Другой факт: Гонорий Бальзак, один из величайших художников, француз, романист, наблюдая психологию людей, указал в одном из своих романов, что в организме человека, наверное, действуют какие-то мощные, неизвестные науке соки, которыми и объясняются различные психофизические свойства организма. Прошло несколько десятков лет, наука открыла в организме человека несколько ранее неизвестных желез, вырабатывающих эти соки — гормоны — и создала глубоко важное учение о внутренней секреции. Таких совпадений между творческой работой ученых и крупных литераторов — немало. Ломоносов, Гёте были одновременно поэтами и учеными, так же как романист Стриндберг, — он первый в своем романе «Капитан Коль» заговорил о возможности добывать азот из воздуха.

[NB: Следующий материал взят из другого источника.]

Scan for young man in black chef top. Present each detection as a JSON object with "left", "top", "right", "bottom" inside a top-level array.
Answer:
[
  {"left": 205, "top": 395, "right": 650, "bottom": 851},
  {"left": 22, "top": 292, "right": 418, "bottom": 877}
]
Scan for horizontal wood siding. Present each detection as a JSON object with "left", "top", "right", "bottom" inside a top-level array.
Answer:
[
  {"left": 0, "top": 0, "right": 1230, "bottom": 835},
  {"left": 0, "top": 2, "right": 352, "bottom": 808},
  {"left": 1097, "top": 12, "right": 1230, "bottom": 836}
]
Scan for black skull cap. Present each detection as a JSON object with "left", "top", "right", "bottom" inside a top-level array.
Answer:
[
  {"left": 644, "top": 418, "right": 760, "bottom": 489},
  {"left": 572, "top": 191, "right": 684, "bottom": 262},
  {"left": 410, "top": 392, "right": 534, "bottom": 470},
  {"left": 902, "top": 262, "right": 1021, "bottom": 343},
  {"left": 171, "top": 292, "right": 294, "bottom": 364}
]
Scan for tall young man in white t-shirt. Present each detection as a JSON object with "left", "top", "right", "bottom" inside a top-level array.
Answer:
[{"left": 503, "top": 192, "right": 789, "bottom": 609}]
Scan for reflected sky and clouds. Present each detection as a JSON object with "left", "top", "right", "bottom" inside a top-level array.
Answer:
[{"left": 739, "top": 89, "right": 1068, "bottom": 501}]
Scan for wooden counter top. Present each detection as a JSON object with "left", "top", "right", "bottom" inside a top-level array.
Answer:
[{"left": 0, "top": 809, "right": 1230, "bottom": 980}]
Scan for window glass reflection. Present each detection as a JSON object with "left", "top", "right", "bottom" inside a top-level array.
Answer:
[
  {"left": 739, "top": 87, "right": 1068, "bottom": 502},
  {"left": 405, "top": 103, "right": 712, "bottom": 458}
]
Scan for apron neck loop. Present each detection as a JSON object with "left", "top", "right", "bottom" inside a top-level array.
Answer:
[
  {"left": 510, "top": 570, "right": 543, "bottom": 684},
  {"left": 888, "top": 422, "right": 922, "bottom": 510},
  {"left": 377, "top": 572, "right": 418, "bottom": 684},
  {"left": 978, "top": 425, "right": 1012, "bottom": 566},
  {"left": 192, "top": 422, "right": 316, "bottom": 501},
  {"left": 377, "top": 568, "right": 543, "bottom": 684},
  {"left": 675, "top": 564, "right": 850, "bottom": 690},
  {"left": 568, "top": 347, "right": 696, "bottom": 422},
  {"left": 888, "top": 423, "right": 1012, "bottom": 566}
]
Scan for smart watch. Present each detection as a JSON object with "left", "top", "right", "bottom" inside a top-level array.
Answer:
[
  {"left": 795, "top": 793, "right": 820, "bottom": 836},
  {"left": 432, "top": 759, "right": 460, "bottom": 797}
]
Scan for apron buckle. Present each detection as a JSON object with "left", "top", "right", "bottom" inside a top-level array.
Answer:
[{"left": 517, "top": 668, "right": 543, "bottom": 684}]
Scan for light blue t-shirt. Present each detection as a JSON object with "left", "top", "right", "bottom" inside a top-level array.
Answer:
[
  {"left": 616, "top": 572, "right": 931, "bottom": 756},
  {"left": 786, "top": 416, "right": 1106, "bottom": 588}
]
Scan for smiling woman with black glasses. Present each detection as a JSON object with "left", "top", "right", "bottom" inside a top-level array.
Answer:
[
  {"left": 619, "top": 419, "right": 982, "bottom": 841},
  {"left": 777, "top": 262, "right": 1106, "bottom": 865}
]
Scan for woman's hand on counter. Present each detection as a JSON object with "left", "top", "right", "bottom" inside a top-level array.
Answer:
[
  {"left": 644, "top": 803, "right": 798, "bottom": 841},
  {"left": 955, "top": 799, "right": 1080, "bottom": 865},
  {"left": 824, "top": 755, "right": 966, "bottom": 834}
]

Умение создавать персонажа

Искусство словесного творчества, искусство создания характеров и типов, требует воображения, догадки, выдумки. Описав одного знакомого ему лавочника, чиновника, рабочего, литератор сделает более или менее удачную фотографию именно одного человека, но это будет лишь фотография, лишенная социально-воспитательного значения, и она почти ничего не даст для расширения, углубления нашего познания о человеке, о жизни.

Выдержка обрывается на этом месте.